Like racial diversity, socioeconomic diversity in the profession is important because it brings new viewpoints and insights into medicine. We are not just aware of the obstacles faced by our most vulnerable patients — we may have lived through them ourselves.
Many of us have experienced homelessness, food insecurity and other forms of scarcity. My medical school’s administrative offices had a food pantry for students in need. We have had to navigate social safety nets, like Temporary Assistance for Needy Families (TANF) and Supplemental Nutritional Assistance Program (SNAP), on our own. We have made the same hard decisions that many of our patients make when deciding which basic need to skimp on in order to afford something else just as vital.

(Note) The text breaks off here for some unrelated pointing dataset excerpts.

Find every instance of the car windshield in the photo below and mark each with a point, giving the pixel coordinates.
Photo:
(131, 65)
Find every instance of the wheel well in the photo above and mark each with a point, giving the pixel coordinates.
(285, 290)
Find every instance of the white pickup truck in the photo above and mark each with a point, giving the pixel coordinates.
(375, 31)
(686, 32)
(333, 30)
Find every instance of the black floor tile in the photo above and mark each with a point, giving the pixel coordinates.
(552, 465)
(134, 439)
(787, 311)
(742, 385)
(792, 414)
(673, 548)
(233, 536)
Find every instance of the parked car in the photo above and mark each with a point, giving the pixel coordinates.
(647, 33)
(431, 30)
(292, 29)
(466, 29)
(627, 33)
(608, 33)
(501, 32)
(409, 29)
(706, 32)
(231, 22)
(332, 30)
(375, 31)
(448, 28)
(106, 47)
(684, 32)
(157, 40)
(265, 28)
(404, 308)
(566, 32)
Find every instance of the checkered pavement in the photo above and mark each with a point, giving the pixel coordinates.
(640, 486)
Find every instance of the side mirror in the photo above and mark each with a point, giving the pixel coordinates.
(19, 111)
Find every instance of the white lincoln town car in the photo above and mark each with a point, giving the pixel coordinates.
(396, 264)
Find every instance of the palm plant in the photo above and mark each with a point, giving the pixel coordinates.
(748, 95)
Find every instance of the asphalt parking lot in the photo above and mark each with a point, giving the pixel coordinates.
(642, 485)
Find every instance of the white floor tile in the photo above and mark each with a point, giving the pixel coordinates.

As medical students from poor backgrounds, we have had the special privilege of providing care for our patients while simultaneously being unable to afford adequate health care for ourselves or our families. During my first year of medical school, before the expansion of Medicaid, one of my parents needed a time-sensitive and relatively complex operation. However, it was inaccessible because my parents were uninsured and the procedure was technically considered an elective surgery. Locked out of the U.S. medical system, my parents traveled abroad to a low-income country to obtain the operation, where the procedure was more affordable but riskier. After the passage of the Affordable Care Act (ACA), we eventually crawled our way through bureaucratic messes, administrative loopholes, and games of telephone for weeks to months to obtain the expanded Medicaid coverage our families were legally promised.
Because of our shared hardships, clinicians from low-income backgrounds may find it easier to empathize with vulnerable patients, and patients may build more trust and rapport with doctors from similar backgrounds, leading to better patient care. In addition, we may be better poised to notice problems and reform the health care system from our lived experience.
The demeaning tweets and comments first described are only the tip of the iceberg of an entire system that structurally disadvantages low-income students in medicine at every turn. But the reality is that we need to increase socioeconomic diversity in medicine, address the fundamental problem of cost, and change the cultural narrative so that doctors from poor backgrounds are an accepted part of the medical community. Our experiences with socioeconomic hardship and adversity make us empathetic and resilient doctors. Doctors and doctors-in-training from low-income backgrounds are essential to the medical community. The question is not whether low-income trainees belong in medicine, but whether modern medicine is ready to embrace us.